In Daddy’s Home 2, Brad and Dusty are adamant to join forces so their children can spend Christmas with the entire family, in place of the usual back-and-forth scenario that children of divorce are typically forced to endure.
This entangled family dynamic is pushed to a further point of conflict when Dusty’s overly critical macho father, Kurt (Mel Gibson), and Brad’s nauseatingly affectionate old man, Don (John Lithgow), both decide to join the family for Christmas.
Mortified by the effeminate relationship between Brad and his father, Grandpa Kurt attempts to sabotage Dusty’s newfound friendship with Brad by shacking the entire family into a cabin for the holidays. It’s during this tumultuous getaway that the men soon discover they each hold conflicting ideas on fatherhood.
Typically, the light-hearted, holiday season, family comedy is a genre that’s fuelled by low expectations in terms of high-caliber entertainment. This film, however, was pleasantly surprising. Though it might not be the biggest comedy of the year, Ferrell and Wahlberg shine in their element, and play to their comedic strengths.
Good use of character dynamics helps to deploy a handful of laughs consistently throughout the film. Ferrell and Lithgow’s excessively tender and nurturing characteristics are in direct contrast to Gibson’s archaic and dominating personality, while Wahlberg finds himself dancing in the crossfire between both manifestations of masculine identity.
Dysfunctional parent-child relationships, particularly between father and son, appear to be the central themes that underscore the narrative with important and relevant questions, such what it means to be a father in the twenty-first century. The conflicting point of views explored through each of the four father figures is executed reasonably well and contribute to a large part of the reason why the film is so enjoyable to watch.
With that same token of appreciation, however, it’s worth mentioning that while the four primary male characters function as the lifeblood of this family comedy, the narrative leaves a somewhat awkward gap for the two mothers (played by the talented Linda Cardellini and Victoria’s Secret model, Alessandra Ambrosio) to fill.

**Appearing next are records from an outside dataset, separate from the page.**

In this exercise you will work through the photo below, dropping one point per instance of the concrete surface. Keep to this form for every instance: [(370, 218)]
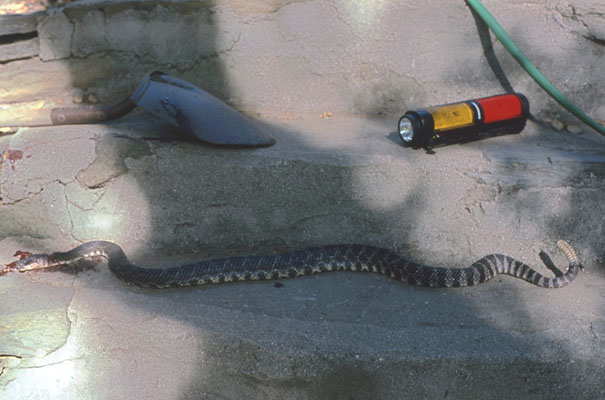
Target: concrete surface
[(273, 57), (329, 79), (167, 200)]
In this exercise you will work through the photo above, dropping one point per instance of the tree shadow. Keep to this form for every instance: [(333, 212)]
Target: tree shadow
[(387, 323)]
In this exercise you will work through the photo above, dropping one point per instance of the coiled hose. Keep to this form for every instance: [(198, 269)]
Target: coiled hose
[(540, 79)]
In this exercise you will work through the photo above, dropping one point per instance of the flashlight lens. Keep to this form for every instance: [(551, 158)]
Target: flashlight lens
[(406, 131)]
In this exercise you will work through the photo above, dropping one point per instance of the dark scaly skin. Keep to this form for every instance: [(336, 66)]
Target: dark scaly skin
[(353, 257)]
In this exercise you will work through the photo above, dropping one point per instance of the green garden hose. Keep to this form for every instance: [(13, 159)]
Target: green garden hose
[(514, 50)]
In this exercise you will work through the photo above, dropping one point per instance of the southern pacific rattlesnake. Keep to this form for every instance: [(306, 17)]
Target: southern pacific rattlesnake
[(311, 261)]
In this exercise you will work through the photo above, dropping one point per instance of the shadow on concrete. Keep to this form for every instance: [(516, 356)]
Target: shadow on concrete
[(369, 330)]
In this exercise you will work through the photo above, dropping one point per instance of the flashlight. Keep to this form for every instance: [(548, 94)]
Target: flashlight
[(464, 121)]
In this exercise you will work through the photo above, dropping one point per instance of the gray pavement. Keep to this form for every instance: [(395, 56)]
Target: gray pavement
[(329, 79), (167, 199)]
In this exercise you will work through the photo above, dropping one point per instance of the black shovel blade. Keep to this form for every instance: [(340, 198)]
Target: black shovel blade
[(198, 112)]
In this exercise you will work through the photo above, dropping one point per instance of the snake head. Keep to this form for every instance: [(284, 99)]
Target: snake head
[(32, 262)]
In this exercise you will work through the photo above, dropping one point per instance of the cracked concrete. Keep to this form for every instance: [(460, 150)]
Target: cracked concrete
[(338, 335), (329, 80)]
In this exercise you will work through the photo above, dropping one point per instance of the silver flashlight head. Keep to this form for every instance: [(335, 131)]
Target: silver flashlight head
[(406, 130)]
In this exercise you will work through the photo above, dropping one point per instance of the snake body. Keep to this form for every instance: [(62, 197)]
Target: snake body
[(349, 257)]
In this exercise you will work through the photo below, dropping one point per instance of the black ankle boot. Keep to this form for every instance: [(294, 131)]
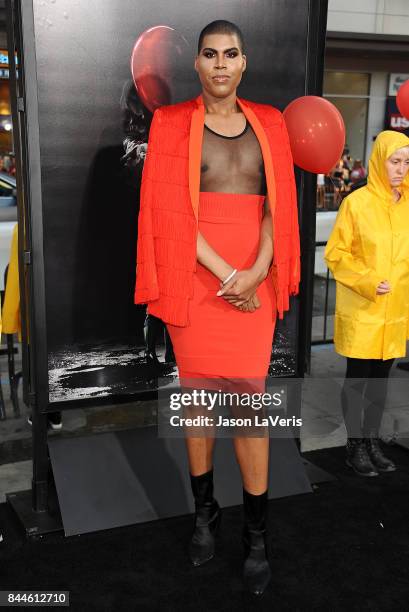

Despite enough screen-time to construct witty banter with potential to enhance the comedic dynamic of their male counterparts, the audience is left to witness tiny clusters of cheesy, head-scratching moments between the two leading females.
Daddy’s Home 2 is an amusing PG-rated flick to kick off your Christmas with the entire family. Whether or not it panders to your sense of humour, by the end of the film you can appreciate the spirit in which the story is told; an optimistic comedy for children who long for a Christmas with both their original and additional family members – no matter how conflicting or dysfunctional those families may be.
Mel Gibson plays Mark Wahlberg’s father. In reality, Gibson is only 15 years older than Wahlberg.